Trustees report finds majority of racism complaints unsupported


Jun Starkey, News Editor

Seven out of eight investigated campus racism incidents sparked debates Thursday after they were found to be unsubstantiated, but they also brought attention to the college’s poor response system to these types of complaints.

Legal counsel Craig Price attributed much of the issues investigating the incidents to a failure to report them in a timely manner.

“Without prompt reporting, the college is limited in its ability to ascertain the facts, potentially identify perpetrators, and take remedial measures,” Price wrote in his report. “Further, in some cases, after the college belatedly became aware of the incidents, the complaining staff or students declined to be interviewed.

“A meaningful search for the truth requires the cooperation of the affected individuals.”

One particular incident that sparked debate was when a black student was asked to leave the Learning Resource Center by a staff member because he “was not a student,” though he was there using the computer for his student orientation.

Price said that an investigator looking into this case found no evidence of the staff member’s motivation for calling security being influenced by the student’s race.

Many felt that this incident was an example of implicit bias, a form of bias that is influenced by stereotypes, and affects our actions and worldview unconsciously.

Trustee Peter Haslund alluded to this, saying that though institutional racism is hard to prove, he is aware that it exists.

“I for one would be surprised if there was a finding that we did not have institutional racism on campus,” he said. “There’s no specific instances that we can prove with rules of law, but I know they’re there.”

He called the incident in the Learning Resource Center a “below the conscious level example of racism.”

Many community members were upset by this report, feeling as though the results imply that racism is not an issue on campus.

Damian Clogher, an engineering student at City College, gave additional examples of instances of racism on campus. Clogher said the board’s lack of action at the Feb. 14 meeting, when a man said the unabbreviated n-word during public comment, showed its compliance.

“If you don’t speak out against it you give it your approval,” Clogher said.

He also briefly addressed the recent pledge controversy.

“If you were willing to stop saying the pledge because you thought that’s what black students wanted,” Clogher said, “…then I hope that you’ll listen to what they are actually asking for.”

Community member Simone Ruskamp said that the report not only lacked critical information, but contained false information.

“What was reported to you all was that the first time people were hearing about it was at the board meeting. But that was untrue,” Ruskamp said, referencing an incident in the library where two students were called the n-word. “The first time those two students talked about it in a public setting they reported it to top administrators at this college only three days after the incident had occurred.”

Ruskamp named Director of Equity Luis Giraldo, Vice President Pamela Ralston, Dean of Students Christopher Johnson and Dean Arturo Rodriguez as all being present for this meeting.

After Ruskamp, Price took the podium to say that all college employees are mandated reporters, and the decision to report cannot be left to someone else.

Trustee Jonathan Abboud said that despite the report concluding that many of the instances of racial discrimination were unfounded, it was not the “be all end all” of the board’s decision to take action against racism on campus.

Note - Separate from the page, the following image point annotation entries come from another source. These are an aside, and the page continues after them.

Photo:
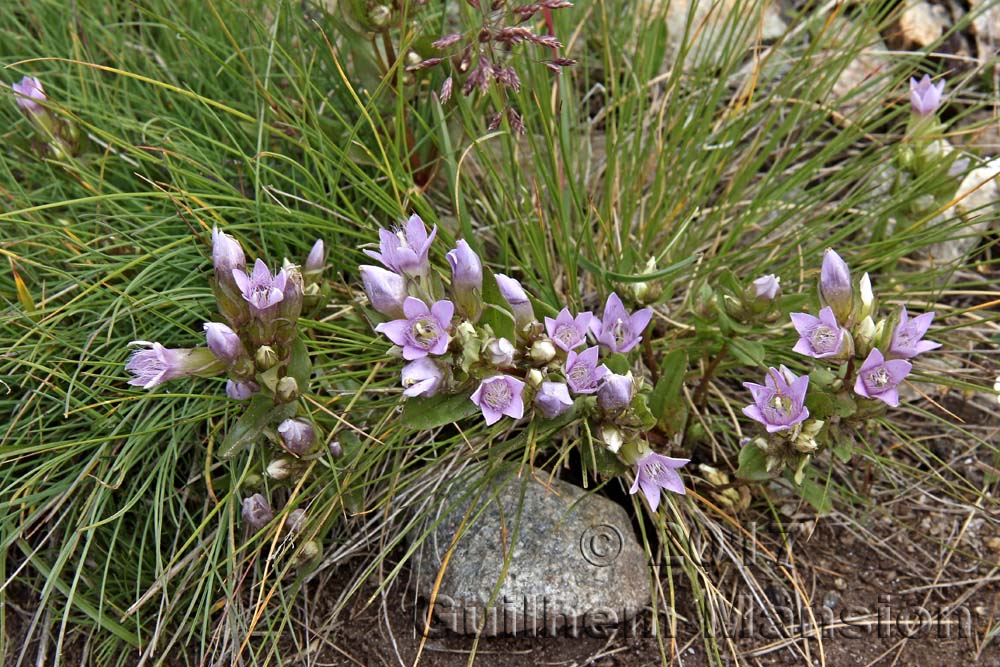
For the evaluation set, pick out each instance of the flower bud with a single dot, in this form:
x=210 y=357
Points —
x=227 y=256
x=543 y=351
x=257 y=511
x=224 y=343
x=612 y=437
x=422 y=377
x=240 y=391
x=552 y=398
x=615 y=392
x=266 y=358
x=315 y=261
x=287 y=389
x=279 y=469
x=297 y=436
x=386 y=290
x=515 y=295
x=835 y=286
x=500 y=352
x=466 y=280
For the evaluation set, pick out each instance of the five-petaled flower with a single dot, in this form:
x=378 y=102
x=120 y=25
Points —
x=654 y=472
x=907 y=336
x=582 y=372
x=616 y=328
x=423 y=330
x=878 y=377
x=404 y=250
x=498 y=396
x=779 y=402
x=820 y=337
x=566 y=331
x=259 y=288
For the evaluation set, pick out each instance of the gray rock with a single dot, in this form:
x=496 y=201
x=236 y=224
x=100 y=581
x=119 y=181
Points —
x=575 y=565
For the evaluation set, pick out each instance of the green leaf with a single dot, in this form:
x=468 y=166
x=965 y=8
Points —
x=426 y=413
x=248 y=427
x=497 y=312
x=750 y=352
x=753 y=464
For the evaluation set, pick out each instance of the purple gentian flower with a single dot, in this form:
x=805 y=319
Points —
x=227 y=254
x=240 y=391
x=553 y=399
x=925 y=97
x=158 y=364
x=616 y=328
x=582 y=372
x=877 y=377
x=405 y=250
x=422 y=377
x=386 y=290
x=297 y=435
x=906 y=337
x=224 y=343
x=615 y=392
x=498 y=396
x=766 y=288
x=515 y=295
x=779 y=403
x=821 y=336
x=29 y=93
x=466 y=279
x=835 y=285
x=260 y=289
x=654 y=472
x=257 y=511
x=316 y=258
x=422 y=330
x=566 y=331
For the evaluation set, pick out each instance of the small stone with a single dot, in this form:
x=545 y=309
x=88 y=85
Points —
x=575 y=563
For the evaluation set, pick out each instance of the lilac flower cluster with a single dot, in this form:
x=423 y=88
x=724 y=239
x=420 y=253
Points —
x=873 y=358
x=535 y=370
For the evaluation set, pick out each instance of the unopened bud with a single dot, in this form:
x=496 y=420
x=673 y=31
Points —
x=500 y=352
x=612 y=437
x=287 y=389
x=336 y=451
x=543 y=351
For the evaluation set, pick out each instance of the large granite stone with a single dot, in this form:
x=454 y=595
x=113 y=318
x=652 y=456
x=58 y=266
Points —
x=575 y=566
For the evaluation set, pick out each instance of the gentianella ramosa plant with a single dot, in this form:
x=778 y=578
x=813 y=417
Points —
x=256 y=344
x=477 y=347
x=858 y=360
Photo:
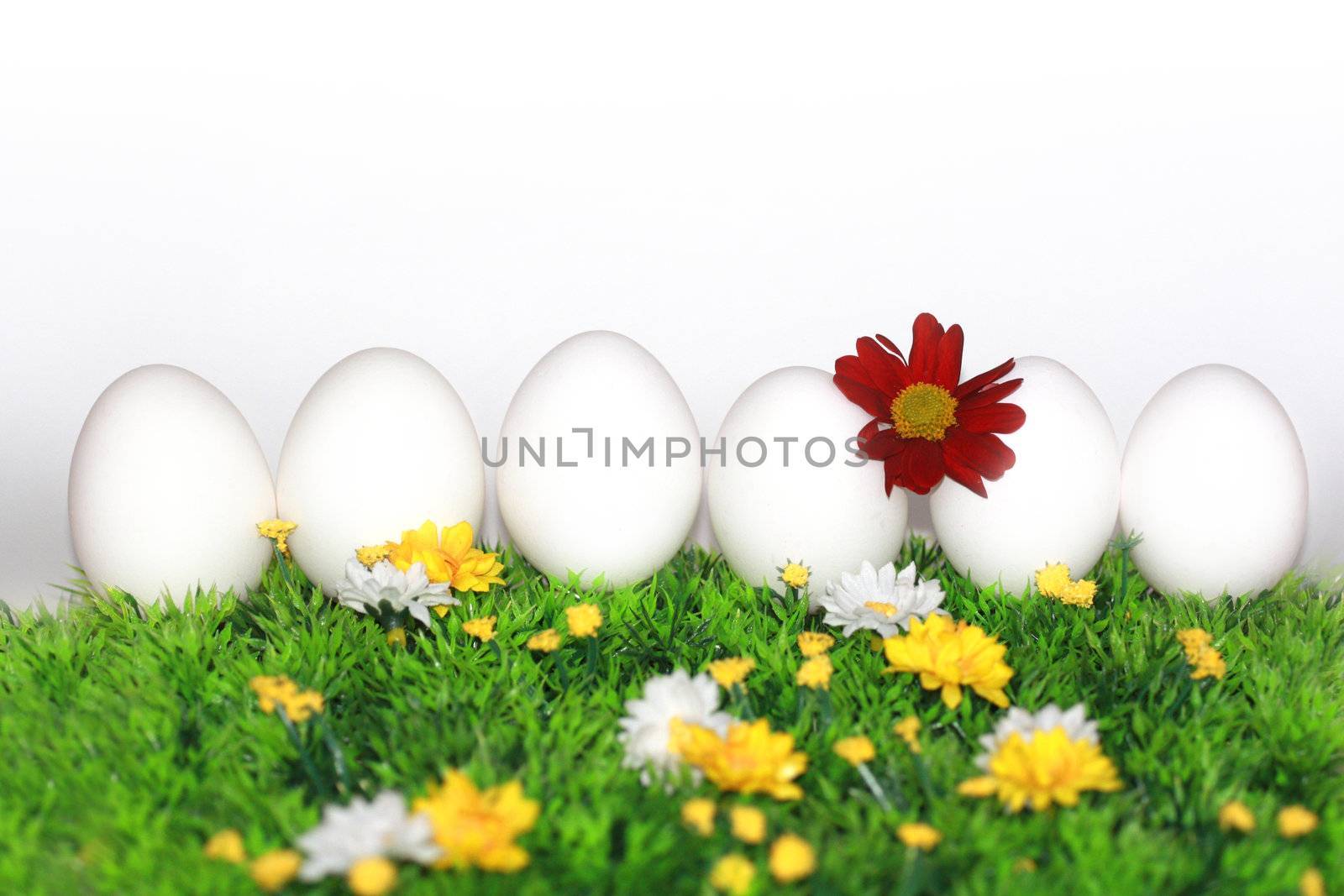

He explained that because the report was legalistic it might not be fully comprehensive.

One of the plans of action is a resolution Trustees Abboud and Parker have created, that would help create a more comprehensive anti-racism plan by working with students, staff and faculty, and having a clear line of action.

Many members of Showing Up for Racial Justice spoke about the demands of black faculty, staff and students.

Kim Paszkeicz, a member of the group, said that trust needs to be rebuilt among black faculty, students, and the board.

“Since this is a community college, it is critical that the impacted parties feel like they are equal part of SBCC,” Paszkeicz said. “You need some clarity for how you are going to address this climate on campus.”

As discussion regarding the resolution began, Trustees Abboud acknowledged that many things were going to be done before the resolution’s deadline in May. He suggested a “campus climate survey” that would help get a better understanding about how students feel about what has been transpiring in recent months.

Shortly after, Trustee Veronica Gallardo recommended that the resolution not go forward. She explained that as a board it is their duty to be non-partisan and protect the college.

“My hope is that we would help our college community and our external community lead peaceful and quiet lives,” Gallardo said. “That we are not meddling and regulating every aspect of their processes.”

As soon as she spoke those words, several members of the audience began rumbling with protests, some even shouting out briefly before being gavelled by Trustee President Robert Miller.

Trustee Gallardo then immediately moved that they be removed from the meeting, rescinding the motion minutes later as the audience became quiet.

The meeting concluded soon after, many having left as the meeting had gone late into the night.

The board will reconvene at their next meeting on March 14.